Судя по глазам жениха, он очень хочет побыть холостяком. Да что там! К его обету бесплодия добавился обет безбрачия. Я вздохнула, предпринимая еще одну попытку вытащить лампу из чужого рта.
— Да ладно, не переживай! — я слезла и ободряюще похлопала по крупу хозяйственного мужика, прикидывая, где у меня лежит хозяйственное мыло.
Я мылила лампочку, пыталась хоть немного разжать челюсти, засовывала мыльные пальцы и осторожно тянула хрупкое стекло на себя.
— Потерпи, — я закатала рукава халата, понимая, что пена, стекающая по уголкам рта несчастной жертвы хозяйственного произвола, и бешеные глаза, которые сошлись на переносице, навсегда останутся на моей совести.
— Одну минутку! — я снова пыталась ободрить страдальца, который, судя по красноречивому взгляду, решил, что гений должен быть одинок. — Это будет не больно!
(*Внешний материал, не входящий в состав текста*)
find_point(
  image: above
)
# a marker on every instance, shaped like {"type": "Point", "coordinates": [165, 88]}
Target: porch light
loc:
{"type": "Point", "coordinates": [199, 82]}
Я постараюсь осторожно!
В моих руках уже были старые, ржавые щипцы, найденные в шкафу. Гений уже твердо решил остаться одиноким до конца своих дней, а судя по ужасу, застывшему в глазах, скоро он станет классиком.
Впервые попытка и пытка стали почти синонимами. Я осторожно вытерла пену вокруг рта «группы поддержки» и ввинтила старую лампочку обратно, украдкой бросая взгляды на новый торшер. Вот он, первый мужик, который мне реально светит! Причем в буквальном смысле.